One interesting detail that came to light was that advisors who worked for wire houses and national and regional broker-dealers reported the highest volume of options trades compared to independent advisors. (Cerulli theorized that greater centralized support services were offered by the bigger organizations.) The study pointed out that advisors used options for diverse purposes. Large practices (those with more than $500 million in assets under management) placed an even greater emphasis on downside risk along with income generation. The OIC’s stated goal had been to “potentially increase market share of these valuable financial risk management tools.”
In former years, Sheaff Brock Institutional Director Jim Murphy recalls, options were often misunderstood, with many clients unreceptive to discussing options strategies, believing options fall to the far right area on the Efficient Frontier chart. Interestingly, today, Murphy is finding that in many cases it is the advisor who is reluctant to incorporate options in clients’ overall portfolio strategy (although, as the Cerulli study shows, this has begun to change). Lack of time and lack of backup support services, Murphy agrees, account for the greater part of advisor reluctance.
With advisors playing such an important role in helping their clients put stock market volatility into perspective, Sheaff Brock focuses on offering option overlay techniques built around existing portfolios. Outsourcing allows advisors to avoid the time commitment needed to direct options trades in client portfolios while yet attempting to satisfy their clients’ desire for:
- assets to be productive during flat markets
- enhanced cash flow
- risk reduction
With those client needs in mind, Sheaff Brock offers portfolio strategies using option overlays, with the goal of generating conservative, repeatable monthly yield from assets that would otherwise produce little cash flow.
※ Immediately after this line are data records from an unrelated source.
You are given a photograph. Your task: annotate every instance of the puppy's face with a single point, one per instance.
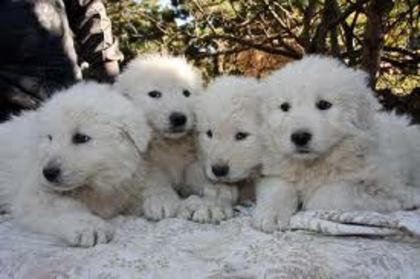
(306, 119)
(84, 146)
(168, 107)
(164, 87)
(229, 135)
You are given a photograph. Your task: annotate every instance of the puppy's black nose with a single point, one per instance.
(51, 174)
(177, 119)
(301, 138)
(220, 170)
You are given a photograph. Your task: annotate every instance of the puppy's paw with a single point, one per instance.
(205, 210)
(88, 232)
(158, 207)
(269, 221)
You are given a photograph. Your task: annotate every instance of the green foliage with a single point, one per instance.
(256, 36)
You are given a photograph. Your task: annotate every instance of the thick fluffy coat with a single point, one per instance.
(327, 147)
(229, 144)
(165, 88)
(87, 165)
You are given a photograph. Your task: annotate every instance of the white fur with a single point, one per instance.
(357, 159)
(171, 151)
(229, 106)
(99, 179)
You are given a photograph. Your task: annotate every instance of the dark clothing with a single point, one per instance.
(42, 44)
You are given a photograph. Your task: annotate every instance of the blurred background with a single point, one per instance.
(255, 37)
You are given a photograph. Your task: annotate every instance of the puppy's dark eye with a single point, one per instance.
(155, 94)
(323, 105)
(241, 136)
(285, 107)
(186, 93)
(79, 138)
(209, 133)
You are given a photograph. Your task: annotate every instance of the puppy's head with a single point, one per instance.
(90, 136)
(164, 87)
(228, 126)
(315, 104)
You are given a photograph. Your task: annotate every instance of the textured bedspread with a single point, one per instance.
(364, 245)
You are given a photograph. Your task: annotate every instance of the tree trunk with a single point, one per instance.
(374, 37)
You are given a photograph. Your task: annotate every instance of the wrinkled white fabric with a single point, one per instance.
(175, 248)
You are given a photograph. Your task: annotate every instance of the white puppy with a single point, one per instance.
(87, 164)
(328, 148)
(228, 126)
(164, 87)
(17, 137)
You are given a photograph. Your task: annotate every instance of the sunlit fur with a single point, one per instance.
(99, 178)
(172, 149)
(230, 105)
(357, 158)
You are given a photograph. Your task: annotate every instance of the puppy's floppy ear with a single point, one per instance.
(134, 125)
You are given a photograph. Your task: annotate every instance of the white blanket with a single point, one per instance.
(173, 248)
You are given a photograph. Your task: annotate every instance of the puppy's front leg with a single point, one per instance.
(61, 217)
(209, 203)
(276, 203)
(160, 199)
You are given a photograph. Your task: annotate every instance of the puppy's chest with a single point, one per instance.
(172, 157)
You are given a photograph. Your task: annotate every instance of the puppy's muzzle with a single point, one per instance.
(178, 120)
(301, 138)
(220, 170)
(52, 172)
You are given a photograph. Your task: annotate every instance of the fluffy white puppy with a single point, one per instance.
(328, 148)
(87, 164)
(229, 143)
(17, 137)
(164, 87)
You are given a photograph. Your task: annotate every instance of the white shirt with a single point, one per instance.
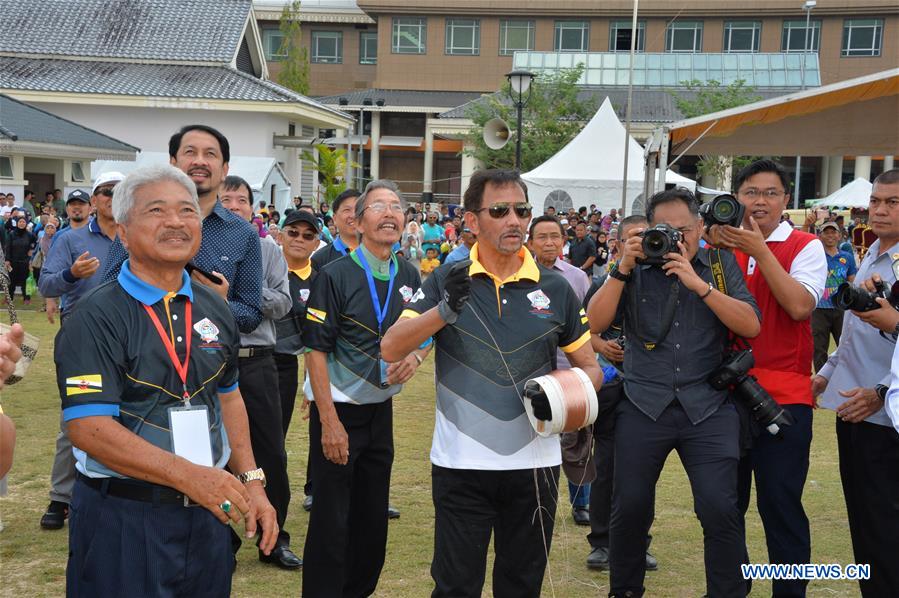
(809, 267)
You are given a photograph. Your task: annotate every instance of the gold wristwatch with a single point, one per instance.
(252, 475)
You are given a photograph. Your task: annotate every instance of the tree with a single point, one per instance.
(294, 73)
(711, 97)
(331, 165)
(552, 117)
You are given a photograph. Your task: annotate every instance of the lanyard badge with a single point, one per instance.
(380, 311)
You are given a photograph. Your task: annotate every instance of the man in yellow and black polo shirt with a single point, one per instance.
(496, 324)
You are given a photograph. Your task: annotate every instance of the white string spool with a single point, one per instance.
(572, 400)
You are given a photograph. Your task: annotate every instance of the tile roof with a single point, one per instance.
(139, 79)
(21, 122)
(167, 30)
(405, 98)
(649, 105)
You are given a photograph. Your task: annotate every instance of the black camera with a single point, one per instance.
(734, 373)
(724, 209)
(859, 299)
(659, 241)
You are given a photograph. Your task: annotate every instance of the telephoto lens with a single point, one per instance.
(724, 209)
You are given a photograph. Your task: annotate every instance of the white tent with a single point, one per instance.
(853, 195)
(265, 176)
(589, 169)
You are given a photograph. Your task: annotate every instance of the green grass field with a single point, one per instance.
(32, 561)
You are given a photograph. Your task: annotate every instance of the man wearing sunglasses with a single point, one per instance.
(70, 271)
(497, 322)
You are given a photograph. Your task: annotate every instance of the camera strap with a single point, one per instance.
(667, 313)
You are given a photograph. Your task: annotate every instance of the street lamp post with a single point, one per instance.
(520, 82)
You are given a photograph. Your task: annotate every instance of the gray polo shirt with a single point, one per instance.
(679, 365)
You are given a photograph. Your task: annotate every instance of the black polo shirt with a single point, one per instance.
(329, 253)
(111, 361)
(341, 321)
(289, 329)
(518, 322)
(679, 365)
(581, 250)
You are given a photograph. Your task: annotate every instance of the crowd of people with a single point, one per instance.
(185, 312)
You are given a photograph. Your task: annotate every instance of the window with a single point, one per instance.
(572, 36)
(515, 35)
(410, 35)
(463, 37)
(794, 39)
(327, 47)
(368, 47)
(620, 34)
(683, 36)
(77, 172)
(742, 36)
(271, 44)
(862, 37)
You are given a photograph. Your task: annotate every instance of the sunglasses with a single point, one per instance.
(501, 210)
(293, 234)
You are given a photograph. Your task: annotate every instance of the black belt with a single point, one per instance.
(131, 490)
(255, 351)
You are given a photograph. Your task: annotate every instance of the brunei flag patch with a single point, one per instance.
(316, 315)
(80, 385)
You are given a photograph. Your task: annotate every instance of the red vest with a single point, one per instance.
(784, 348)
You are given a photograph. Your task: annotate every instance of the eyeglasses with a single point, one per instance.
(380, 208)
(767, 193)
(501, 209)
(293, 234)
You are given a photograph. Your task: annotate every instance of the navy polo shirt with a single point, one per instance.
(110, 361)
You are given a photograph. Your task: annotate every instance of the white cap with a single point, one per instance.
(105, 178)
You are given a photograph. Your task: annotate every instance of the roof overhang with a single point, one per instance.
(853, 117)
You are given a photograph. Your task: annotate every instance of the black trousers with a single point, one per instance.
(825, 323)
(604, 458)
(469, 506)
(288, 383)
(780, 465)
(347, 537)
(259, 388)
(869, 469)
(710, 452)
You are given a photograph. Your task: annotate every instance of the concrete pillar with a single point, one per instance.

Overlay strategies may be recommended to investors who are comfortable taking additional stock market risk with the opportunity to earn added, net-of-fees cash flow, using as underlying collateral:
- concentrated positions of relatively stable corporate stock
- diversified portfolios of ETFs, stocks, and mutual funds
- municipal bonds
As part of comprehensive investment planning and risk management, shouldn’t you be talking with your clients about option strategies?